MONTGOMERY, Ala. (AP) - Prosecutors want a judge to give a former Alabama education official and her husband 50-year sentences in an ethics case involving the misappropriation of millions of dollars from the federal stimulus program.

The state attorney general is seeking the sentences for Deann Stone, 51, and Dave Stone, 55, of Wetumpka. Deann Stone is the former director of federal programs for the state Department of Education. A jury convicted her in October of five ethics counts involving using her position to direct more than $10 million in grants to the company that employed her husband. He was convicted of aiding and abetting her on each count.

“The State is not aware of a criminal ethics case or theft case in the State of Alabama involving this much money,” Assistant Attorneys General Bill Lisenby and Pete Smyczek said in court papers filed late Monday.

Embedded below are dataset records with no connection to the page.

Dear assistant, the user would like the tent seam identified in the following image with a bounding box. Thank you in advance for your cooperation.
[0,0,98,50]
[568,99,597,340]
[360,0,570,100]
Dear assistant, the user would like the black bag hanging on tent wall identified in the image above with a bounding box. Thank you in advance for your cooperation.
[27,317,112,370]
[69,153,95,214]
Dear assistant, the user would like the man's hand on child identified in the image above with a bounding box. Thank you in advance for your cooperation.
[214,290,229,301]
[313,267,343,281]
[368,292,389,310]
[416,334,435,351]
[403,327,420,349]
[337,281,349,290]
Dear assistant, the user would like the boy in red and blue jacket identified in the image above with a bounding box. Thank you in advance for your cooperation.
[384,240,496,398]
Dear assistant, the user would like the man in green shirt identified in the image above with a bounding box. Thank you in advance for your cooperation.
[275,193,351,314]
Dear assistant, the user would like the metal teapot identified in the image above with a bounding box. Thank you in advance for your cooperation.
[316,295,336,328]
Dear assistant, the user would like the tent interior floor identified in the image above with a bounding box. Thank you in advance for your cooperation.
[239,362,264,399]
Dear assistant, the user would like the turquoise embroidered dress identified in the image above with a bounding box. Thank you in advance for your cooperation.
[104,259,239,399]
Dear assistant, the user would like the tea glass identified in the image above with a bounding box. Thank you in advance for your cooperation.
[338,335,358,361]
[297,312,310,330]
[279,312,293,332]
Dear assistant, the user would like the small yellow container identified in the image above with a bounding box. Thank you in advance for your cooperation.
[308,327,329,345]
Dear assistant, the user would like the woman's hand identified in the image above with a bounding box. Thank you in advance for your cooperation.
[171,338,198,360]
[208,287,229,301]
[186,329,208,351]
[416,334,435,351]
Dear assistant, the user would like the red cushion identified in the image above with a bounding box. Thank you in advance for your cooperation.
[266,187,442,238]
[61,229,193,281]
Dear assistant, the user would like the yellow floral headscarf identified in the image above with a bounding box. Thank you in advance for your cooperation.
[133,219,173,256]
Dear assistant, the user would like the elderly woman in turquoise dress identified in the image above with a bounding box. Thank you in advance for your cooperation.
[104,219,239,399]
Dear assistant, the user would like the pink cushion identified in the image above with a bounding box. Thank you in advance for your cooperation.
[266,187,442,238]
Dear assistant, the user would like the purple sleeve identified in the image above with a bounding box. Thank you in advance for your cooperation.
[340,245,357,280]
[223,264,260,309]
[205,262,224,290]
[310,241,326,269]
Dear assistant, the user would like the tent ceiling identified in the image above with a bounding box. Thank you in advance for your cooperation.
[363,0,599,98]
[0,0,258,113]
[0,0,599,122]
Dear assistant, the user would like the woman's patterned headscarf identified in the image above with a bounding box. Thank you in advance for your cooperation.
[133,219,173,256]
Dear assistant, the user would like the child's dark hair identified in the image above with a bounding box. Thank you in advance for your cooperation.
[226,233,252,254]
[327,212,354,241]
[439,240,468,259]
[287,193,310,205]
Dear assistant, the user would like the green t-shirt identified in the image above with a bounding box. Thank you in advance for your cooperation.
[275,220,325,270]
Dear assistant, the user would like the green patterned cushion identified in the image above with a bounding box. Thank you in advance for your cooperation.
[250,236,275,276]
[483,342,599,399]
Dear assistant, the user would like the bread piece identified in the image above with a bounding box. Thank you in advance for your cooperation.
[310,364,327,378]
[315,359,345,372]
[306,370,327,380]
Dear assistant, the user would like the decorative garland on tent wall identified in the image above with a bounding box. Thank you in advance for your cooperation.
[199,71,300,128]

Deann Stone’s attorney, Tommy Goggans, responded Tuesday by asking Circuit Judge Johnny Hardwick to issue “an appropriate and just sentence” that reflects her having no prior legal problems, having a good reputation and not posing a danger to society.

He also submitted letters from many family and friends seeking leniency and compassion. Among them were letters from current Secretary of State Jim Bennett and former Secretary of State Billy Joe Camp.

The Stones are scheduled for sentencing Monday. They have already announced plans to appeal their conviction. If the convictions stand, Deann Stone will lose her state pension benefits built up through more than 22 years in public education positions, Goggans said.

During the trial, prosecutors argued that Deann Stone manipulated the process for awarding grants to make sure three school systems using her husband’s employer, Information Transport Solutions, got $24 million funded by federal stimulus money. The company received more than $10 million from the grants that went to the Lowndes, Coosa and Marengo county school systems, and Dave Stone got a $25,000 bonus, prosecutors said.

Deann Stone testified during the 10-day trial that she left much of the work on the grant process to other employees in her office, and she had only a small role. She said her staff made mistakes for which she got the blame.

Prosecutors are asking the judge to give each of the Stones a 10-year sentence on each ethics conviction and to run the sentences consecutively. They are also asking for $30,000 in fines for each.

Prosecutors said lengthy sentences are needed as a deterrent, and they pointed out that closest case in terms of money was the 1996 prosecution of Mobile County conservator Thomas Bryant Jr. He received 120 years for stealing $3.5 million from people whose financial affairs he was supposed to administer.

Thomas served less than a tenth of his sentence. He was paroled after eight years as part of effort by former Gov. Bob Riley’s administration to reduce Alabama prison overcrowding by accelerating the parole of non-violent offenders.